Lanre Bakare in Austin 

Nile Rodgers at SXSW: ‘Any song that gets to the top 40 is a great composition’

The Chic founder used his keynote address to recall key points in his career, such as meeting Timothy Leary, the Sesame Street band and the merits of Sugar Sugar
  
  

Nile Rodgers delivers his keynote speech at Austin Convention Center on Wednesday in Austin, Texas
Nile Rodgers delivers his keynote speech at Austin Convention Center on Wednesday in Austin, Texas: ‘They used to call me the brother organic.’ Photograph: Lorne Thomson/Redferns

A chance meeting with Timothy Leary, Sesame Street, butting heads with Joe Jackson, and a principled jazz guitar tutor were four of the key turning points in Nile Rodgers’s career, according to the Chic founder who was the first music keynote speaker at this year’s SXSW.

Rodgers explained his career path, and said one of the most important moments came when he met Leary and his followers as an impressionable 15-year-old classical musician. “I met this man called Dr Timothy Leary,” he said.

“The day that I met Dr Timothy Leary these people who would eventually be called hippies, they were called freaks at the time, asked me if I wanted to take a trip. I said absolutely. I had no idea they were talking about taking LSD.

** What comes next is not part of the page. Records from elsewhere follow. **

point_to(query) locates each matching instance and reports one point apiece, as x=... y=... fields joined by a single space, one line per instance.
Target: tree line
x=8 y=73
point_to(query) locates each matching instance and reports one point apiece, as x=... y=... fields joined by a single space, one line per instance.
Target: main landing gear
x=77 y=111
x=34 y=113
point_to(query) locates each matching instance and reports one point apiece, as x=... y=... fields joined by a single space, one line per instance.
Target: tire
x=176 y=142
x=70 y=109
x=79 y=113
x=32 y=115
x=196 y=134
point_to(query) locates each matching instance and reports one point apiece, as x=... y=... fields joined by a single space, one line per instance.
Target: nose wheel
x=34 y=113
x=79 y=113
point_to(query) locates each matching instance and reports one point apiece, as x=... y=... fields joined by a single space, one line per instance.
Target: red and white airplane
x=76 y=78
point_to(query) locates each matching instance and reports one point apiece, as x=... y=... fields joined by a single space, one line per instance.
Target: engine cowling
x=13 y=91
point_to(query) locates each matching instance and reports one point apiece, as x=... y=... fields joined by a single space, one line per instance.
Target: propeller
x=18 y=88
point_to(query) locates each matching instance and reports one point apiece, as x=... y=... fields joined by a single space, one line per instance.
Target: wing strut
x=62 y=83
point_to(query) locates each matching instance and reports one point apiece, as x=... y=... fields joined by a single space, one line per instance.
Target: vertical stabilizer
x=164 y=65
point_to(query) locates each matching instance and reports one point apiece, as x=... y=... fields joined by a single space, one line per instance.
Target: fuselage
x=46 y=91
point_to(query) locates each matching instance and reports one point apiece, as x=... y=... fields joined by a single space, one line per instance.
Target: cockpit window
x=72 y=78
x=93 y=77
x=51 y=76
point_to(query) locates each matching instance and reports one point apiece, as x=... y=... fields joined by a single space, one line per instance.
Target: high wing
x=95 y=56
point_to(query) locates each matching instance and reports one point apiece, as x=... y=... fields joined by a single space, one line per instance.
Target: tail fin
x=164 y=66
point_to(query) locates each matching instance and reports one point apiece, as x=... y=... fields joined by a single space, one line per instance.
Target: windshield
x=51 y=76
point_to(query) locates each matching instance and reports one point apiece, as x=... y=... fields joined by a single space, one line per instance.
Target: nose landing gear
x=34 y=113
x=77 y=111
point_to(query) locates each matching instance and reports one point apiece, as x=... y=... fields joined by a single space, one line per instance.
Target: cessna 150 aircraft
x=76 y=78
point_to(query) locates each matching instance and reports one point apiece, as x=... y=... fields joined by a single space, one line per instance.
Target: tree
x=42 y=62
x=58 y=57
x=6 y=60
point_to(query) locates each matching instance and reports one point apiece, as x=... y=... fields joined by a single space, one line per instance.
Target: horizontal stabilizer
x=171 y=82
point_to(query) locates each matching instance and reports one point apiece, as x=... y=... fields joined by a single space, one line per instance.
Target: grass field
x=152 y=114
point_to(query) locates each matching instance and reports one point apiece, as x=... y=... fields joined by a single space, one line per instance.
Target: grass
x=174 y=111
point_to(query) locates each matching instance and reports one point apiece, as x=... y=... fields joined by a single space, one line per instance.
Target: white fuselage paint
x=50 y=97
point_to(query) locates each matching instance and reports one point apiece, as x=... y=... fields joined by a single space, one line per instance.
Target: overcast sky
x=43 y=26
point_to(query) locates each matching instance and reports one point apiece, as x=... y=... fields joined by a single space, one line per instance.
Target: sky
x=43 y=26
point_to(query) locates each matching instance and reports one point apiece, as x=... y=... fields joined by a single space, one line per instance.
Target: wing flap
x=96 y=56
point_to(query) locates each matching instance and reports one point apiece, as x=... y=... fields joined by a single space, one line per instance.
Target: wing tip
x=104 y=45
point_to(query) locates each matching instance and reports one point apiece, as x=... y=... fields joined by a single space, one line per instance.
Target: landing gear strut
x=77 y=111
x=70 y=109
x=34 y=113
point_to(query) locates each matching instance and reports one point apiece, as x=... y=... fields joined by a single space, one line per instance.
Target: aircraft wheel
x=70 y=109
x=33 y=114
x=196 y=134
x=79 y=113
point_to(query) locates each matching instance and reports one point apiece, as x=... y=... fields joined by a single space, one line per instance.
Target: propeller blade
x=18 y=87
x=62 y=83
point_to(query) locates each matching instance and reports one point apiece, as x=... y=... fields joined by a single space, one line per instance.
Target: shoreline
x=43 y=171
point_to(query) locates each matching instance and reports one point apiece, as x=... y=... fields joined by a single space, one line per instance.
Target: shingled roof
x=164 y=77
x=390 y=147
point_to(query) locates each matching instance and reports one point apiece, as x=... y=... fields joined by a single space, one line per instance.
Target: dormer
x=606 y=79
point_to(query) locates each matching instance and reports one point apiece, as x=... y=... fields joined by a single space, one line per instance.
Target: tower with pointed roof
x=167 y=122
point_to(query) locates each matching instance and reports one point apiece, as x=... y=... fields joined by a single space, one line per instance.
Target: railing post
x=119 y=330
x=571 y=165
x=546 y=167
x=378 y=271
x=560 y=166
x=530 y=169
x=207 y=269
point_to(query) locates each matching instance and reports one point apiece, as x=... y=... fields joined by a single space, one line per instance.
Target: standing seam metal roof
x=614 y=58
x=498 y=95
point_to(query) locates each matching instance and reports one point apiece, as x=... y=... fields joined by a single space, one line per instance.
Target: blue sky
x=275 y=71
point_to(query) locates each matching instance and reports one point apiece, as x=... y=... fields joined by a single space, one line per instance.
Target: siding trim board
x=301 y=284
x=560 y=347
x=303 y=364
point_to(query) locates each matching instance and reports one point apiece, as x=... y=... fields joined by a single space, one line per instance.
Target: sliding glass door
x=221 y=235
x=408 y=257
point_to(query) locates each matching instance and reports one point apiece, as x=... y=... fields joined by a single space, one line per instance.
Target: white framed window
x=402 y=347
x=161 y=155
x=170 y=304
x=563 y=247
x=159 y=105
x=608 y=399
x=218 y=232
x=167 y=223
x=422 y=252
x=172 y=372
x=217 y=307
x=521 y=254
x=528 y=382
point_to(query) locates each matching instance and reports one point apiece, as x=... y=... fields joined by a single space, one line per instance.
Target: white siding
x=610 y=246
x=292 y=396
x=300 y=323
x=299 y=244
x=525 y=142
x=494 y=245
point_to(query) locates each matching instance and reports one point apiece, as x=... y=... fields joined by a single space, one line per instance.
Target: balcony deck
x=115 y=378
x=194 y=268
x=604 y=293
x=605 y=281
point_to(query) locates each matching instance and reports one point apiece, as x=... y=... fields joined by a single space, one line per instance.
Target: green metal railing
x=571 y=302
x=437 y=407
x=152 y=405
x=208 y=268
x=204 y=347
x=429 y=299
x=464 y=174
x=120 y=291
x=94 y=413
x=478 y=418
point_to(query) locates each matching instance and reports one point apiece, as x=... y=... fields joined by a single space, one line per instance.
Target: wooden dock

“The Doors’ first record had just come out. I don’t know how I ingested the LSD, I honestly don’t know. But somehow it got into my bloodstream and for the next two days we discovered the Doors.

“Two days later I turn up at my grandmother’s house, and my clothes are all funky and tattered and I walk in the door and the police are there, and they’re wondering what happened to me, and the first words out of my mouth are: ‘This is the end, beautiful friend.’ I’d gone from this classical musician to this hippy freak or whatever you want to call them in just 48 hours.”

Rodgers explained how he sees his life and career in music as a collection of chance encounters, such as meeting his music partner in Chic, Bernard Edwards, while touring as part of the Sesame Street band.

From there the pair played together in the group New York City and would eventually open for the Jackson Five. While touring he would often clash with Joe Jackson, the family group’s patriarch who was a notoriously tough manager and who represented the antithesis of Rodger’s newly acquired hippy ideals.

“They used to call me the brother organic,” he said. “This is back in the day, they’re dressed like pimps and stuff, whereas I’m wearing patchwork jeans and platform shoes.

“Michael and I had this amazing connection. I suppose really what I’m getting at is through the fact I kept bumping into these wonderful people and my life just kept expanding, I found that I wasn’t intimidated by stars. I was comfortable with them.”

Another key moment for Rodgers was an argument he had with his jazz guitar teacher about the compositional merit of the Archies’ late-60s hit Sugar Sugar, which Rodgers ridiculed and resented having to play in a boogaloo covers band.

“Any song that sells and gets to the top 40 or top 10, any song is a great composition,” Rodgers recalled. “He said something that changed my life. I asked him how he could say it was a great composition and he said because it speaks to the souls of a million strangers. Two weeks later I wrote a song called Everybody Dance.

“That was so profound to me I wanted to learn to speak to the souls of a million strangers. I wanted to learn how to develop my voice that could communicate with people when I wasn’t in the room. How do I write compositions that will have depth and meaning for people just like Sugar Sugar.”

He also revealed that initially Daft Punk had hoped the song Lose Yourself to Dance would become the big single from the album Random Access Memories which Rodgers plays on. Get Lucky, which went on to become one of the biggest-selling singles ever, was suppose to be the lead-in to Lose Yourself to Dance but eclipsed it.

“Get Lucky wound up being absolutely massive and as terrific as Lose Yourself To Dance was, it just didn’t have that thing that Get Lucky had,” he said.

“Get Lucky had that thing that spoke to the souls of a million strangers. We had a bona fide real hit. I’ve had dozens of No 1 records in my life, but I don’t think I’ve ever had a record that’s No 1 in a hundred and something countries at the same time. It was ridiculous.”